Each of the anthology's tales created a buzz - whether it was the thrill of a moment, the fear of the inevitable, the anticipation of the unknown or the unease in the pit of a reader's stomach. Unfortunately, one story stood out for its poor structure and tired prose. "Coming to Grief," while written by an accomplished author, was not a favorite. In fact, the main character's relationship with the abandoned quarry seemed limitless in a tiring way. So Miriam leaves her hometown to find herself but when she returns some things are still the same. It didn't present enough intrigue and I couldn't read past the third or fourth page. It couldn't reel me in the way the others did and seemed out of place. Beyond this one odd tale, the plot and structure of the others were fascinating and nearly perfect.


While reading the poem, it felt right to take my time and ease into the imagery. The lazy, yet startlingly urgent tempo of the second tale sped things up but I knew it was a tale still meant to be swallowed in smaller bites. As the collection progressed, the pacing moved between a crawl and light jog, building and settling appropriately. The only wrench in the entire system? "Coming to Grief." It's pacing was so painfully slow I couldn't appreciate it for what it was. Perhaps one day I'll go back to finish it, but I'm still basking in the afterglow of the other tales and I'm not quite ready to tackle it again.

Use of Language:

Most of the dialogue and narration seemed natural, very little was forced or over-the-top. What brought this score down was the pacing of Miriam's inner dialogue and a few moments here and there among the other tales. A word here, a phrase there, and the illusion was gone for a moment, but the other stories gently pulled us back in so we momentarily forgot we had nearly stepped out.

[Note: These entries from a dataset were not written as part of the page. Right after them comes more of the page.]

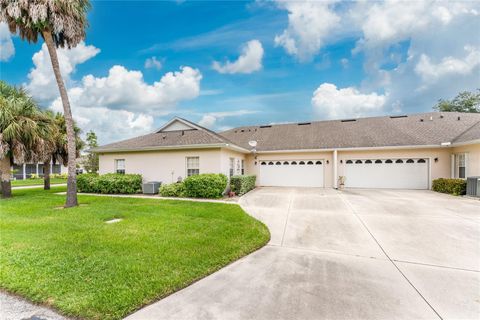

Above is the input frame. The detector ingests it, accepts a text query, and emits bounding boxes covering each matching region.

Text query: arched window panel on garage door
[344,158,429,189]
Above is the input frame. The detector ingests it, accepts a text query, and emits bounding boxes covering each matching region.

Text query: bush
[230,175,257,196]
[50,173,68,179]
[77,173,142,194]
[183,173,228,198]
[432,178,467,196]
[160,182,185,197]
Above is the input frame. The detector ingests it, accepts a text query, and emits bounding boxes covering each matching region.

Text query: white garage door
[259,160,323,187]
[344,158,429,189]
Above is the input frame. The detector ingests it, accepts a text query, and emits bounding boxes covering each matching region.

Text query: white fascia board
[257,144,451,154]
[93,143,250,153]
[90,143,225,153]
[451,139,480,147]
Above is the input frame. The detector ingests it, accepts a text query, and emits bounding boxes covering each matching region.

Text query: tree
[43,111,83,190]
[83,130,98,173]
[0,81,53,198]
[433,89,480,113]
[0,0,90,208]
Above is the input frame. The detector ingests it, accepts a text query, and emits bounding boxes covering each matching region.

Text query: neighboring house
[11,162,68,180]
[91,112,480,189]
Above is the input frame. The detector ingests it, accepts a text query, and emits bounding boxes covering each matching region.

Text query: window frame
[185,156,200,177]
[228,157,235,178]
[114,159,126,174]
[454,152,468,179]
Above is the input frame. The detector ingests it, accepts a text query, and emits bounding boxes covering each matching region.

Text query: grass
[0,187,270,319]
[12,178,67,187]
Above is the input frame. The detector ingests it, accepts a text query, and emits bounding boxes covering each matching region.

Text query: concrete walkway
[127,188,480,320]
[57,192,239,204]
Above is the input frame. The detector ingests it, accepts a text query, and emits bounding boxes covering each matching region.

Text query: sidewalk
[0,291,68,320]
[12,183,67,190]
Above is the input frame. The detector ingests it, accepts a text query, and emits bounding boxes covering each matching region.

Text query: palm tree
[0,0,90,208]
[43,111,84,190]
[0,81,53,198]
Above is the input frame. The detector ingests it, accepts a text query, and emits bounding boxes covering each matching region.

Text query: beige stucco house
[92,112,480,189]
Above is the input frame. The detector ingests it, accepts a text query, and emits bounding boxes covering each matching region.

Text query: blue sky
[0,1,480,143]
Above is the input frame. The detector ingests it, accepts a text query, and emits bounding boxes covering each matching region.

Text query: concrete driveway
[128,188,480,320]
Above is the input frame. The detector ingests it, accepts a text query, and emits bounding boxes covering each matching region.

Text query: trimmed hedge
[77,173,142,194]
[183,173,228,198]
[432,178,467,196]
[160,182,185,197]
[230,175,257,196]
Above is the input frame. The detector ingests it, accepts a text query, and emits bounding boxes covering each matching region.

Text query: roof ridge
[178,117,248,148]
[220,111,470,134]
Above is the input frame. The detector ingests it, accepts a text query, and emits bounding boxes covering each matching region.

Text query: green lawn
[0,187,270,319]
[12,178,67,187]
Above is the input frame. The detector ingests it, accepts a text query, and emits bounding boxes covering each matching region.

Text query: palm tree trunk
[42,30,78,208]
[0,157,12,198]
[43,159,51,190]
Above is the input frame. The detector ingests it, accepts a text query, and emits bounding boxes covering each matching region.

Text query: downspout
[333,149,338,189]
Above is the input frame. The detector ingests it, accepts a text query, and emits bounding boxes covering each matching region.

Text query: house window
[187,157,200,177]
[115,159,125,174]
[455,153,467,179]
[229,158,235,177]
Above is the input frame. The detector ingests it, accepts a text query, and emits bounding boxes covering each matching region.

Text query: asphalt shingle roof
[220,112,480,151]
[93,112,480,152]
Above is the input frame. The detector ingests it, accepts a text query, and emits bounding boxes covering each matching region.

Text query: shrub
[77,173,142,194]
[50,173,68,179]
[432,178,467,196]
[183,173,228,198]
[230,175,257,196]
[160,182,185,197]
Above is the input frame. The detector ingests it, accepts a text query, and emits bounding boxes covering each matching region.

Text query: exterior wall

Many of the tales presented in Gutted began in predictable directions. The simple twists thrown into them made for a better read and some titles had me on my toes the entire time. We all knew Scott wasn't going to make it and Hannah was going to find a way past the rape. What we didn't know were the details of "how," which was more than enough to keep me reading. Sometimes old storylines can be made fresh with a good twist or two, peppered with graphic imagery and a touch of brokenness.

Overall Readability:

When reading the collection in order, as Richard Chizmar suggests in his Foreword, the overall readability of the anthology is eternal. The reader is pulled across a field of wildflowers mixed with broken glass ground into the topmost layer of the fertile soil. With every moment of beauty there is a lingering pain that promises to grow with each new tale. Why we subject ourselves to this anguish is equal parts the attractive dance of prose, the shock of Goliath emotions and the quiet understanding waiting just beneath the surface. By the end of "The Place of Revelation," the reader is left exhausted, but all the better for it. The first read might be over, but Gutted is worthy of a place on a worn bookshelf and many more quiet nights.

A Note From the Critic:

Gutted: Beautiful Horror Stories is an anthology of horrific tales presenting the absolute worst of humanity. The haunting beauty found in each story and poem creates an atmosphere of sophisticated horror that both thrills and crushes, which of course appropriates the title Gutted.

Not all of the tales move in surprising directions at the end, but each does elicit grief, regret, loathing or fear from the reader. Following every story, the reader requires a small amount of time to contemplate and heal before moving to the next - anyone who doesn’t is missing the point.

Overall, the collection served as a looking glass into the human condition – what people are capable of, what they can achieve and overcome, and what makes them tick. Thank you for the opportunity to read this fine anthology and for seeking out the talent necessary to make a good collection great.